Nous avons déjà alerté à plusieurs reprises, tout comme de nombreux confrères et consœurs, sur l’angle exclusivement répressif de ce PLFSS concernant les indemnités journalières. Nous déplorons en effet que la fraude soit considérée comme la seule explication à l’augmentation des arrêts de travail, et qu’une suspension des indemnités puisse être décidée unilatéralement par un médecin mandaté par une entreprise s’il estime que l’arrêt n’est pas justifié (article 27 du PLFSS). Nous craignons la précarisation de travailleurs déjà vulnérables, les difficultés à réaliser un recours, et, comme les représentants d’usagers, le risque de glissement vers une privatisation de ces contrôles. Nous n’acceptons pas que l’avis d’un médecin rémunéré par l’entreprise prime sur celui du médecin prescripteur ayant initialement évalué l’état de santé du patient. L’intérêt de l’employeur ne saurait prévaloir sur les besoins de santé de l’employé.
Des facteurs démographiques
La croissance régulière des indemnités journalières est expliquée par des facteurs démographiques (augmentation de la population active et recul de l’âge de départ à la retraite) et par l’augmentation du montant des indemnités journalières correspondant à l’augmentation des salaires. Le dernier rapport “charges et produits” de l’Assurance-maladie démontre d’ailleurs que l’augmentation du taux de recours aux indemnités journalières n’explique que 14 % de cette croissance.
La progression des arrêts pour des motifs en lien avec la santé mentale dans un contexte d’augmentation des pathologies psychiques ne nous surprend malheureusement pas. Ils représentent 17,4 % des motifs d’arrêts en 2022, dans un contexte de difficulté croissante d’accès aux psychiatres et aux psychologues, avec des centres médico-psychologiques en grande difficulté, et un dispositif “mon soutien psy” saturé et encore imparfait.
Que faire pour endiguer cette soi-disant explosion du recours aux arrêts de travail ?

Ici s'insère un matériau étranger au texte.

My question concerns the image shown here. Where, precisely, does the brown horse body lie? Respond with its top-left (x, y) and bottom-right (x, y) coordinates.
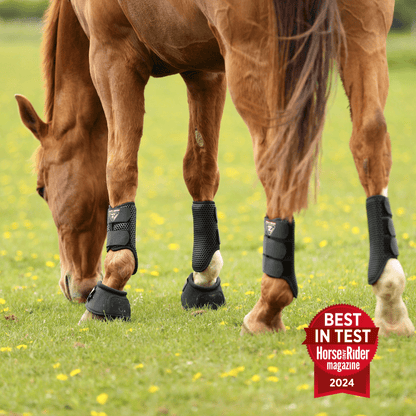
top-left (18, 0), bottom-right (414, 335)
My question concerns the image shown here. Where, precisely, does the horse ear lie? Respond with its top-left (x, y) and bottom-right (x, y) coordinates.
top-left (14, 94), bottom-right (48, 141)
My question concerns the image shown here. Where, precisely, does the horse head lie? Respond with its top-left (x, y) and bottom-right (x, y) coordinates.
top-left (16, 95), bottom-right (108, 302)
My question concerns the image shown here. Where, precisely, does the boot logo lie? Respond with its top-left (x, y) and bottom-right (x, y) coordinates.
top-left (109, 209), bottom-right (120, 222)
top-left (266, 221), bottom-right (276, 237)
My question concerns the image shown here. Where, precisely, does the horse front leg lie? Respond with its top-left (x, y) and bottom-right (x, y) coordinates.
top-left (181, 71), bottom-right (226, 309)
top-left (81, 34), bottom-right (151, 321)
top-left (339, 0), bottom-right (415, 335)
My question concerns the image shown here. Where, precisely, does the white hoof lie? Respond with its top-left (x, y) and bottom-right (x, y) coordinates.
top-left (373, 259), bottom-right (415, 336)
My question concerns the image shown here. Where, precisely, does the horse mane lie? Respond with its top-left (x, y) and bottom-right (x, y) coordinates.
top-left (31, 0), bottom-right (61, 173)
top-left (42, 0), bottom-right (61, 123)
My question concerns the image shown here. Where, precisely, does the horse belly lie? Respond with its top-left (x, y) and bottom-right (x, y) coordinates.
top-left (119, 0), bottom-right (224, 72)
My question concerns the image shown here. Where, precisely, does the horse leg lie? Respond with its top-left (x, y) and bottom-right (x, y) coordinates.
top-left (339, 0), bottom-right (414, 335)
top-left (203, 0), bottom-right (340, 333)
top-left (181, 71), bottom-right (226, 309)
top-left (77, 7), bottom-right (151, 320)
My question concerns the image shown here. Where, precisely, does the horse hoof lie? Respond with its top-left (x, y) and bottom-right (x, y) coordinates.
top-left (78, 311), bottom-right (105, 325)
top-left (240, 307), bottom-right (286, 335)
top-left (181, 273), bottom-right (225, 309)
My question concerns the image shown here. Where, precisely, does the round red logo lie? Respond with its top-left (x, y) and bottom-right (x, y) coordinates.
top-left (303, 304), bottom-right (378, 397)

Penchons-nous sérieusement sur les problématiques liées aux conditions de travail et à la pénibilité, notamment en remédiant aux difficultés d’accès croissantes aux services de santé au travail. La direction de l'animation de la recherche, des études et des statistiques (Dares) signalait récemment une diminution de cet accès : en 2019, 39 % des salariés du privé rapportaient une visite des services de santé au travail dans les 12 derniers mois contre 70 % en 2005. Donnons les moyens à la médecine du travail de remplir ses missions, notamment les visites médicales et sur sites.
Évaluons l’impact des difficultés d’accès aux examens diagnostiques sur la durée des arrêts. Ces examens qui orientent la prise en charge adaptée de certaines pathologies, notamment dans le cadre des troubles musculosquelettiques, mettent parfois plusieurs semaines à être obtenus.
Développons de réels dispositifs d’aide à la réinsertion professionnelle pour accompagner les patients en arrêt de longue durée. Les médecins généralistes se retrouvent trop souvent démunis pour orienter les patients dans ces situations, alors que nous savons qu’après six mois d’arrêt la reprise du travail s’avère nettement compromise. On peut par exemple s’inspirer des Pays Bas qui ont rendu obligatoire la mise en œuvre de mesures de réintégration professionnelle par l’employeur.
Pour diminuer le recours aux arrêts de travail, les entreprises doivent prendre conscience de l'impact des conditions de travail sur la santé, et s’investir dans la prévention : contrôles réguliers de l’état de santé physique et psychologique, mise en place et évaluations systématiques des mesures de sécurité par les acteurs de terrain, formations régulières, adaptation des méthodes de management à la prise en compte du bien-être au travail…
Attention au présentéisme
Enfin considérons le présentéisme et ses effets sur la santé. Un salarié qui se rend au travail en étant malade peut s’avérer un danger pour les autres ou pour lui-même. On peut citer l’exemple des maladies infectieuses avec un risque de contamination des collègues, ou un syndrome anxiodépressif débutant, pour lequel un arrêt de travail ponctuel précoce peut éviter une aggravation. Les salariés présentéistes évoquent diverses raisons : peur de perte de rémunération, crainte de mettre ses collègues en difficulté, d’une charge de travail trop importante au retour, d’une mise à l’écart ou d’une stigmatisation. En 2019 le baromètre Malakoff Humanis évaluait à 28 % le nombre d’arrêts de travail non pris (en augmentation par rapport à 2016).
Professionnels de santé de première ligne, face à ces réalités complexes et quotidiennes, plaidons pour une prise en compte globale de la santé des travailleurs, et attachons-nous à la préserver par un suivi adapté, l’amélioration des conditions de travail, et l’aide à la réinsertion socio-professionnelle.